When an automatic stop condition (for example, the vehicle speed is 15 km / h or less and the driver is stepping on the brake) is satisfied while the vehicle is running, the fuel supply to the engine is stopped and the inertia is rotated.

FIG. 3 is an image diagram showing engine stop characteristics according to the first embodiment of the present invention. When the automatic stop condition is satisfied, the starter control unit 11 stops the fuel supply to the engine and rotates the inertia. As a result, as shown in FIG. 3, torque fluctuation occurs due to the compression / expansion cycle of the piston of the engine, and the engine speed decreases while causing pulsation.
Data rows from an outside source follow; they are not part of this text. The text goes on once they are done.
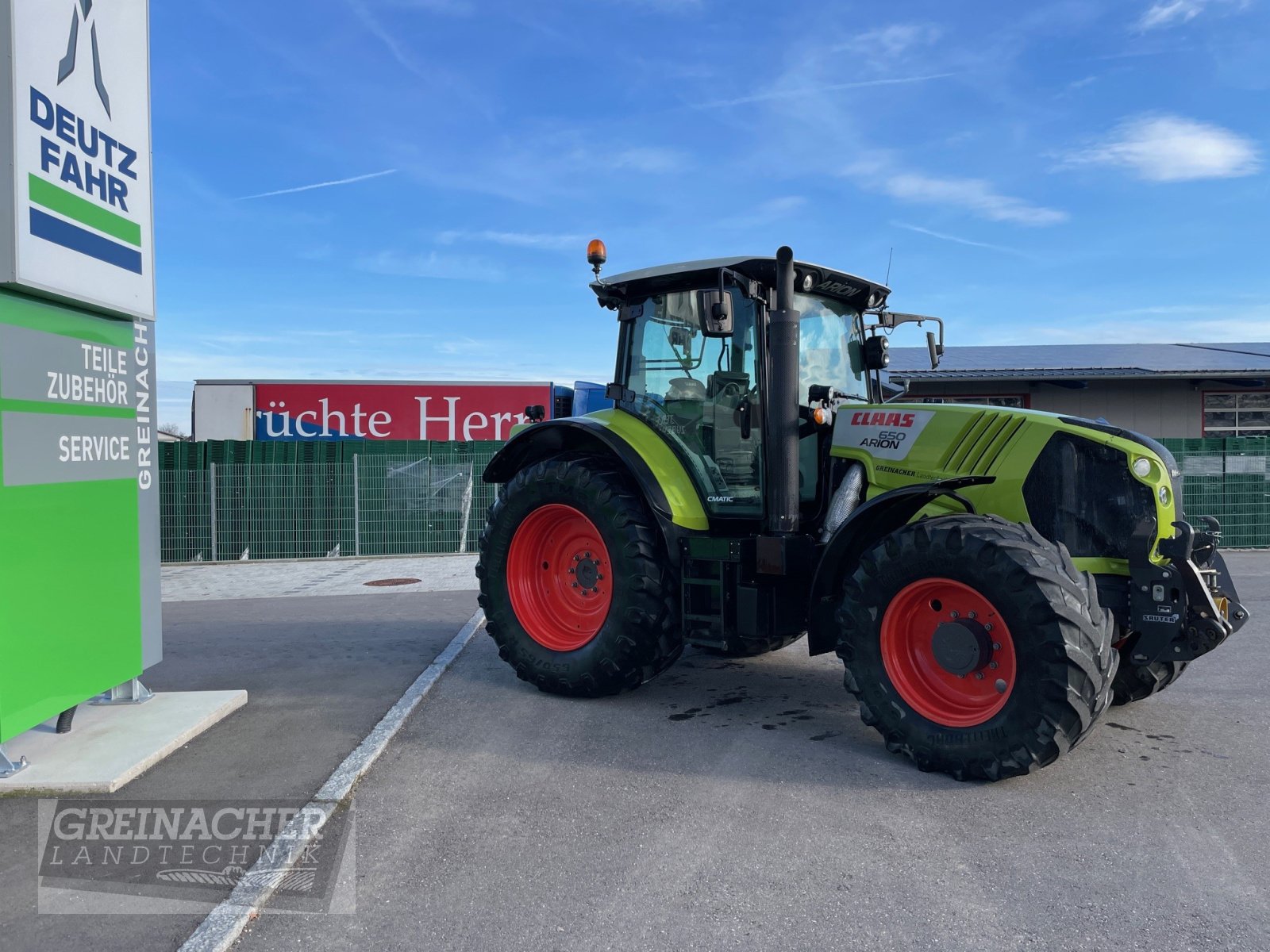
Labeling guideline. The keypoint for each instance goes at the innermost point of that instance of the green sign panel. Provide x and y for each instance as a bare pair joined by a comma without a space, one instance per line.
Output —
79,508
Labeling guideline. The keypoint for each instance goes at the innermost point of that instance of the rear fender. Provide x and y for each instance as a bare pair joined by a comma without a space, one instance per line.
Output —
662,482
873,520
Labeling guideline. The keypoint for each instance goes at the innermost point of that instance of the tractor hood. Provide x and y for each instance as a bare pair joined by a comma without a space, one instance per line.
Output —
826,282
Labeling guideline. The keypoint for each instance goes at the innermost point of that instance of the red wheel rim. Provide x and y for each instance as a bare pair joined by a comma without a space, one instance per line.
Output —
559,578
908,653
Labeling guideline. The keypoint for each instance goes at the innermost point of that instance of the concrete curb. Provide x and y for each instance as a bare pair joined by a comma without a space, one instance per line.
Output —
225,923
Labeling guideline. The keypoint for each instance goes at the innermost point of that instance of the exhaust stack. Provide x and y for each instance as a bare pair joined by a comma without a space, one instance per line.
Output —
780,437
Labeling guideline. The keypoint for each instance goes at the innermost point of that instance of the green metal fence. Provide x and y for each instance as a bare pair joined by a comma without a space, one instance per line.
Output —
228,501
1229,479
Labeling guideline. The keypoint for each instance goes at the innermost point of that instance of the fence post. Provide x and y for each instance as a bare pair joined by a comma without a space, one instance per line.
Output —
211,495
468,511
357,509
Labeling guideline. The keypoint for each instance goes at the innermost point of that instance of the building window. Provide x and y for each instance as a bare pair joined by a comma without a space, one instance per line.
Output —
1016,400
1238,414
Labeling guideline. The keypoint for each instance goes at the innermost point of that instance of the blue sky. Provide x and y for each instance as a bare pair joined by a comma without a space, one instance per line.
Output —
404,188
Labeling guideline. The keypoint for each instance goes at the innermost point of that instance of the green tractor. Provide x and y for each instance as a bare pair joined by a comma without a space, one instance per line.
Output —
991,578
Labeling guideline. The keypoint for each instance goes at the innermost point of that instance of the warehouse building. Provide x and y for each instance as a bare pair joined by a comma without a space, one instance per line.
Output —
1161,390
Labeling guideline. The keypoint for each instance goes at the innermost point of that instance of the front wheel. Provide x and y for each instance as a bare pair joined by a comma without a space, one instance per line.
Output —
975,647
575,581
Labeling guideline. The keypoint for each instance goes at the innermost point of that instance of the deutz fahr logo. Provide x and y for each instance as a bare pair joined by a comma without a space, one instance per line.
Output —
67,63
79,197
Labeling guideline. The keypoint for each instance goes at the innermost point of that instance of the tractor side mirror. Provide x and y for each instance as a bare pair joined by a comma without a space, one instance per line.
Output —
935,349
715,309
876,353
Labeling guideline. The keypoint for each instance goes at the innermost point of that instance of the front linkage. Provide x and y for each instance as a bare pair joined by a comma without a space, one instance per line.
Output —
1187,607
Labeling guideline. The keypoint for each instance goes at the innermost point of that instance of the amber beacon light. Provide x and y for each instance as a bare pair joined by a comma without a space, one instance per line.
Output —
596,255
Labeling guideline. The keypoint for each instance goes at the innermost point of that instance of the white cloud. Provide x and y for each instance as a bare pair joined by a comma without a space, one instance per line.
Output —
545,241
645,159
975,196
800,92
321,184
429,266
893,41
1172,13
1174,149
956,240
1168,12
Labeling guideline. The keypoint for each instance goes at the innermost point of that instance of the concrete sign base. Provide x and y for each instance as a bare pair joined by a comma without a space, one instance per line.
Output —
112,746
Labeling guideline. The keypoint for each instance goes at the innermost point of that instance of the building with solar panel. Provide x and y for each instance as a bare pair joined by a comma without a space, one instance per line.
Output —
1161,390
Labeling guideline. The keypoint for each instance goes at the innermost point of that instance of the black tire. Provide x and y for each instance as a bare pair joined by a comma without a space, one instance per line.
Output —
1138,682
1060,634
641,635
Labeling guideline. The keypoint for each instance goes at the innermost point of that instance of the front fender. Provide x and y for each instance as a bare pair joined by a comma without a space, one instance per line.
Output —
874,520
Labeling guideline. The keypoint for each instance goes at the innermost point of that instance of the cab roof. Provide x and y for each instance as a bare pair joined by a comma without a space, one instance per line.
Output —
829,282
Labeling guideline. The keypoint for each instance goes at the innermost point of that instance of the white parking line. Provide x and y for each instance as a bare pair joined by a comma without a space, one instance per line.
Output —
224,924
317,577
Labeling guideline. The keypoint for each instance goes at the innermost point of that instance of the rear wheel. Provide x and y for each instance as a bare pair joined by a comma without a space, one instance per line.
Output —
575,583
976,647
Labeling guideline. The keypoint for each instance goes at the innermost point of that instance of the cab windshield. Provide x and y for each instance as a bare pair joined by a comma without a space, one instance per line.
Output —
702,393
829,351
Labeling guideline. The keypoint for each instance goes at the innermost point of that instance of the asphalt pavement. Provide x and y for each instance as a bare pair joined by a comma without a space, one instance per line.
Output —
321,672
743,805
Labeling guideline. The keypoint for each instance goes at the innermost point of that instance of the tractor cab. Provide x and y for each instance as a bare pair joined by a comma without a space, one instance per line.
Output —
692,363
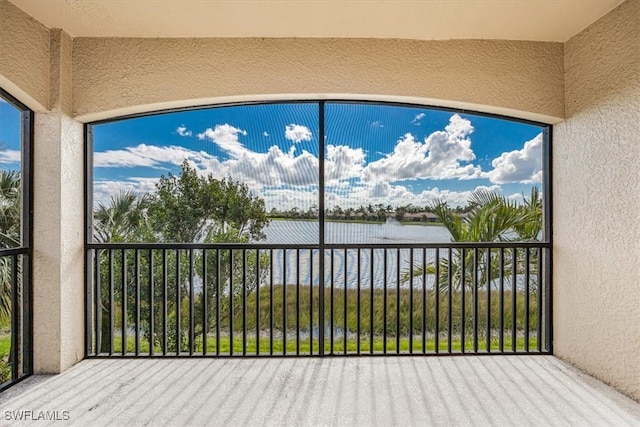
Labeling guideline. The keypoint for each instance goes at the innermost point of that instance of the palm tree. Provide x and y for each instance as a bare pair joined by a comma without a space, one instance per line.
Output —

And when the rotation speed becomes 0, the engine starts to rotate in reverse due to the reaction force from the piston in the compression stroke. After that, the engine rotates for a while, and this time, the engine starts to rotate forward by the reaction force from the piston in the expansion stroke. As described above, the forward rotation and the reverse rotation are repeated, and finally the engine is stopped when the rotational friction of the engine becomes larger than the reaction force from the piston.

Next, a specific operation of the engine automatic stop / start apparatus according to the first embodiment will be described in detail with reference to FIGS.

FIG. 4 is a flowchart showing a flow of engine automatic stop and automatic start according to Embodiment 1 of the present invention. First, in step S110, the starter control means 11 determines whether or not an automatic stop condition is satisfied. If it is determined in step S110 that the automatic stop condition is not satisfied, the starter control unit 11 ends the series of processes and proceeds to the next control cycle.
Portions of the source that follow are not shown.